New operators are heading to the intu Metrocentre after its owners were granted permission to extend the Qube area.
Intu Properties plc, the owner of the intu Metrocentre and intu Eldon Square said it has “advanced considerably” in 2013 with profit for the year more than doubling from £159m to £364m,
The developer, owner and manager of prime regional shopping centres across the UK and Spain said it saw its net rental income rise by 1.9% from £363m in 2012 to £370m in its full-year results, announced on the London Stock Exchange.
And the firm also detailed how it has received planning consent for the extension to the intu Metrocentre’s dining area.
The business has permission for a 45,000 sq ft area next to its Imax Odeon cinema which will add 11 more catering outlets and a clutch of new operators to the area.
At Eldon Square in Newcastle, the company said the major refurbishment was due to be completed later this year.

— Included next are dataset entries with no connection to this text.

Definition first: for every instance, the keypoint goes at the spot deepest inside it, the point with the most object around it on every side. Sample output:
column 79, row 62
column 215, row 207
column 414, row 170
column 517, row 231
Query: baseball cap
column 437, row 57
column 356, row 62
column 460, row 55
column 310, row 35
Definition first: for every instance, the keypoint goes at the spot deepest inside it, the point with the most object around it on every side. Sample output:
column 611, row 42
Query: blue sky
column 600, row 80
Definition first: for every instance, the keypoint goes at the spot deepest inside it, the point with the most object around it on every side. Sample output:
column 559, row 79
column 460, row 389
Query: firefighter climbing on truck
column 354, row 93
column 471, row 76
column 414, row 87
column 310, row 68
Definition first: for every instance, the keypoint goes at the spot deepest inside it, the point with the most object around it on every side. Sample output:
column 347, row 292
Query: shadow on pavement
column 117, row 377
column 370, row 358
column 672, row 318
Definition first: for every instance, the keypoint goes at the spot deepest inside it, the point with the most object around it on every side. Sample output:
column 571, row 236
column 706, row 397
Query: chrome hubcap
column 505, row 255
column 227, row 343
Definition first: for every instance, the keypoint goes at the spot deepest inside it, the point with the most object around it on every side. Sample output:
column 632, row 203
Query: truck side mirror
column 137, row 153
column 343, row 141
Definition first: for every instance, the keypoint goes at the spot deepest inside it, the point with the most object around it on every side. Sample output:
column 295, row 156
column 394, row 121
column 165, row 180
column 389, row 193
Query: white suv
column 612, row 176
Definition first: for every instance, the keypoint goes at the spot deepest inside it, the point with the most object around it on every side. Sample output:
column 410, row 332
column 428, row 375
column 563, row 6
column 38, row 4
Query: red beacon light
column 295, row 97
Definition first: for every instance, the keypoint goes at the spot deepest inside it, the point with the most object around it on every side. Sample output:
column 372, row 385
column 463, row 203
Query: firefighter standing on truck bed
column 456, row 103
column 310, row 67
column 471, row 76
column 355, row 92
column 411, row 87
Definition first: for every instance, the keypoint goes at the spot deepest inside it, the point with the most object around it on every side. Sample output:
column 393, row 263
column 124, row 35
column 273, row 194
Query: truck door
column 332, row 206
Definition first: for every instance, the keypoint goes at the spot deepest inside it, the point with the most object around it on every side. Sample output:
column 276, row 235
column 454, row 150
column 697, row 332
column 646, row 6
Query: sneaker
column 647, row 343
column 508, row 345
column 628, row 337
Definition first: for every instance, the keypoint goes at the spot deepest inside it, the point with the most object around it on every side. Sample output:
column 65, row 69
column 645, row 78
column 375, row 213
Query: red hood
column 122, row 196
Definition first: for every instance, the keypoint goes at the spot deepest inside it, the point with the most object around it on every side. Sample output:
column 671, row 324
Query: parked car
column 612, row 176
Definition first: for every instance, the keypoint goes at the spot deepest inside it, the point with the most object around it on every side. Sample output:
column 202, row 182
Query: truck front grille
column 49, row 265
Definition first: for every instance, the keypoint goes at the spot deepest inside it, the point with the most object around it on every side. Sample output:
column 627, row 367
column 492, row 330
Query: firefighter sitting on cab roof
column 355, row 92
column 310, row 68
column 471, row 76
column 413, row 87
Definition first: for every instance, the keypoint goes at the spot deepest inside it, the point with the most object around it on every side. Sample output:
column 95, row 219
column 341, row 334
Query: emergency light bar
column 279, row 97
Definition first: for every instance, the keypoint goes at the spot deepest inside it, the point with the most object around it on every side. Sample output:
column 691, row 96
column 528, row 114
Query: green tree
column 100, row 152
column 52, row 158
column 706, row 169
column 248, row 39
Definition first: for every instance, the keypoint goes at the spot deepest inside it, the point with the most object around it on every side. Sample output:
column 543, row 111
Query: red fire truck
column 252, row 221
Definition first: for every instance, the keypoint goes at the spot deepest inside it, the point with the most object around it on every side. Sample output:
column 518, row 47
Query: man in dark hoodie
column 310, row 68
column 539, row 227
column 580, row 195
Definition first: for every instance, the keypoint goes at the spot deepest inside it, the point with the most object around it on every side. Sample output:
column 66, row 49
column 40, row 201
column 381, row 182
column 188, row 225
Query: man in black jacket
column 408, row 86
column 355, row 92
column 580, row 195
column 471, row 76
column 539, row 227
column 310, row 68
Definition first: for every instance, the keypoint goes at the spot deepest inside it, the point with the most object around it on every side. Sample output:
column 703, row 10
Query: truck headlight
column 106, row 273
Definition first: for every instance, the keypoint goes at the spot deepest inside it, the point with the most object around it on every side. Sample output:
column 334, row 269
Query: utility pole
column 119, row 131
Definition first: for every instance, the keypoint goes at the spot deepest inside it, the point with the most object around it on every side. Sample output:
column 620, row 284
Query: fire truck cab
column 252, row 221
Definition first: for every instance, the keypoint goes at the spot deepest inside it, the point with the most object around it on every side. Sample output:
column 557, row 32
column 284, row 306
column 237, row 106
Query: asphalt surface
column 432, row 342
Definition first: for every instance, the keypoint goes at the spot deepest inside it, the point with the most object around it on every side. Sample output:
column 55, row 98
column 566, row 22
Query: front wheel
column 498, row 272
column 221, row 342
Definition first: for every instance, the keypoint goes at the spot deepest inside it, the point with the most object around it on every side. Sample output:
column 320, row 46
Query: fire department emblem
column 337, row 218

The work includes revamping 65,000 sq ft of space malls, replacing 13,000 sq ft of roof lights and constructing a new feature entrance from Northumberland Street, and introducing free wi-fi.
The business underlying earnings per share dropped slightly, from 16.1p to 15p, reflecting the £10m impact of tenants who went into administration in late 2012 and early 2013.
Intu also detailed a UK development pipeline of some £1.2bn over the next 10 years, on active management projects at most centres and extensions.
David Fischel, chief executive of Intu Properties plc, commented: “Intu advanced significantly in 2013 with a rebranding, strategic acquisitions, debt refinancing, equity issuance and key planning consents for our £1.2bn development programme.
“The benefits to customers, retailers and staff from our rebranding as intu have surpassed our expectations. Successful multi-channel retailers continue to regard flagship stores in the larger super-regional and major city centres as core to their overall business.
“With the economy appearing to improve and total profit for the year including revaluations increased from £159 million to £364 million, we are prepared to withstand some minor reduction in like-for-like net rental income in the short term as we continue to invest in our centres to drive their total returns through our robust asset management approach, tenant mix repositioning and development projects.”